Sin embargo, el propio gobierno estadounidense dejó entrever que el conflicto está lejos de cerrarse por completo, al advertir que la amenaza del país persa continúa vigente y representa un riesgo significativo para sus intereses militares y estratégicos en la región.
CASA BLANCA DA POR "TERMINADA" LA GUERRA CON IRÁN,
A través de una carta enviada al Congreso, el presidenteDonald Trump notificó el fin de las operaciones militares iniciadas el pasado 28 de febrero de 2026. El documento fue remitido justo antes de cumplirse el plazo de 60 días que establece la Resolución de Poderes de Guerra de 1973, el cual obliga al Ejecutivo a obtener autorización legislativa para continuar un conflicto armado.
En el mensaje, dirigido a líderes del Congreso, la administración estadounidense sostuvo que el límite legal no aplica en este caso, al argumentar que las hostilidades concluyeron con el cese al fuego vigente desde principios de abril.
"No ha habido intercambio de disparos desde el 7 de abril", señala la carta, en la que se afirma que el conflicto ha llegado a su fin.
TRUMP SEÑALA QUE LA SITUACIÓN ESTÁ LEJOS DE RESOLVERSE AÚN
Por otro lado, el propio Trump reconoció que la situación está lejos de resolverse por completo. "La amenaza que Irán representa para Estados Unidos y nuestras Fuerzas Armadas sigue siendo significativa", indicó, al tiempo que subrayó que las acciones militares buscan garantizar una paz duradera en la región.
La postura del gobierno ha generado críticas entre legisladores y especialistas, quienes consideran que la interpretación de la ley es cuestionable.
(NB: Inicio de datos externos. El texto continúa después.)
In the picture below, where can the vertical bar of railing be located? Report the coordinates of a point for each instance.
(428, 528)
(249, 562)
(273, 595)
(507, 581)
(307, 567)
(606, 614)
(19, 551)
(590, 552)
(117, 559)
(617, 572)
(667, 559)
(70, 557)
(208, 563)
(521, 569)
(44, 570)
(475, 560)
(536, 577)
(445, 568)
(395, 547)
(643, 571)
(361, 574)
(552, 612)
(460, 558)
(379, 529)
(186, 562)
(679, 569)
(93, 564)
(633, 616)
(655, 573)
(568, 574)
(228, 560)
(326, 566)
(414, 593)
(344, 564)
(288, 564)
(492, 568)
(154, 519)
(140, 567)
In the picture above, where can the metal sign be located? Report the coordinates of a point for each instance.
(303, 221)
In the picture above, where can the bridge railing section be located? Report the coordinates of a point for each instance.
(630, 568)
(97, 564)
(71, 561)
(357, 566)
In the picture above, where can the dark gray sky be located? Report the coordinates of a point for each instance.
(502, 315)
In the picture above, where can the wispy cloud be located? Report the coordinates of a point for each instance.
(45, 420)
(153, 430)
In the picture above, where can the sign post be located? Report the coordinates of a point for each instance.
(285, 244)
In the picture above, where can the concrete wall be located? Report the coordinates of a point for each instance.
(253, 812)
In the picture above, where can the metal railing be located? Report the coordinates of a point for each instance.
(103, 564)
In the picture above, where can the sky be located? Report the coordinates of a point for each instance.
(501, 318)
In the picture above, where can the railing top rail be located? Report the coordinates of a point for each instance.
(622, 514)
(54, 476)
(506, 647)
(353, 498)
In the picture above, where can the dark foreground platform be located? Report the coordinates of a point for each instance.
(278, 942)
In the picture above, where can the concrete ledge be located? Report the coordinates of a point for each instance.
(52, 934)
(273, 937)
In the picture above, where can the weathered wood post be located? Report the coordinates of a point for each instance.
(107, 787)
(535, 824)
La Resolución de Poderes de Guerra no contempla pausas por ceses al fuego, por lo que algunos congresistas sostienen que el Ejecutivo está evadiendo su obligación de solicitar autorización formal.
Además, persisten acciones militares indirectas, como el bloqueo naval estadounidense para impedir exportaciones petroleras iraníes, lo que para algunos expertos constituye un acto de guerra continuo.
Mientras tanto, en el Congreso no se ha logrado consenso para autorizar o frenar la operación. Aunque algunos republicanos han expresado inquietudes por el impacto del conflicto, la mayoría no ha impulsado una votación formal.
Así, pese al anuncio oficial de Washington, el escenario entre Estados Unidos e Irán se mantiene incierto, con un frágil equilibrio sostenido por el alto al fuego y tensiones latentes que podrían reactivar el conflicto en cualquier momento.